1) We assume that there is no prior immunity to COVID-19 due to cross reaction to other coronaviruses. I did not find any good data on that, but an alternative strategy may be to estimate what kind of prior immunity would explain the age shift, and see if it is conceivable.

2) We assume that about 80% of cases are symptomatic (comes from Bi et al, enclosed), without any trend by age. Only symptomatic people can be recognised as cases (with an age-dependent reporting rate) and can die (with an age-dependent mortality). It means that we assume that the probability of “no symptoms at all” is the same in each age group, but still younger individuals that have symptoms have milder ones, which leads to less reporting and less deaths. Better data on that would be good.
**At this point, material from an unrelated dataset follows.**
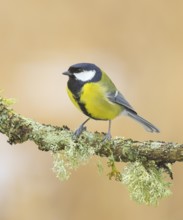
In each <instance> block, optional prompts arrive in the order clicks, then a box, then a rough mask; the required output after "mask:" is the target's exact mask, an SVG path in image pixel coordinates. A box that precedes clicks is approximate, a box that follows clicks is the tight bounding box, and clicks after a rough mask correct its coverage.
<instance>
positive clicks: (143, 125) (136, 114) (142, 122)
mask: <svg viewBox="0 0 183 220" xmlns="http://www.w3.org/2000/svg"><path fill="white" fill-rule="evenodd" d="M125 114H126V115H127V116H129V117H130V118H132V119H134V120H135V121H137V122H139V123H140V124H141V125H142V126H143V127H144V128H145V130H146V131H149V132H156V133H159V132H160V131H159V129H158V128H157V127H155V126H154V125H153V124H151V123H150V122H148V121H147V120H146V119H144V118H142V117H140V116H139V115H138V114H135V113H134V112H131V111H128V110H126V111H125Z"/></svg>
3) In order to identify the model we need to set the reporting rate for the older group to 100% (like an upper bound). This is not too far fetched (as we can imagine that in this context, old people with fever or cough will get tested very quickly), but still an assumption.

4) Mortality is also higher in people with comorbidities (same Chinese CDC paper):

It would be nice to stratify by comorbidity like we did for the age groups, but I worry about computation time and identifiability. And we would need the proper data in China.

5) We include a time-dependent parameter for transmission (to show the decrease in transmission after the control measures), but mortality is not time-dependent in the model. Neither is included the saturation of the hospitals, which could lead to increased mortality at the peak of the epidemic. These are obvious limitations, but I’m not sure if we can address them here.

6) It would be good to apply the model to other contexts (South Korea, Japan, Iran, Italy), but I didn’t find the appropriate data yet (time series of cases and deaths + age distributions). We could also apply our age-specific estimates to other age distributions in countries around the world.

Again, the data, code, and research paper by Riou et al. are all posted, so anyone can get involved here.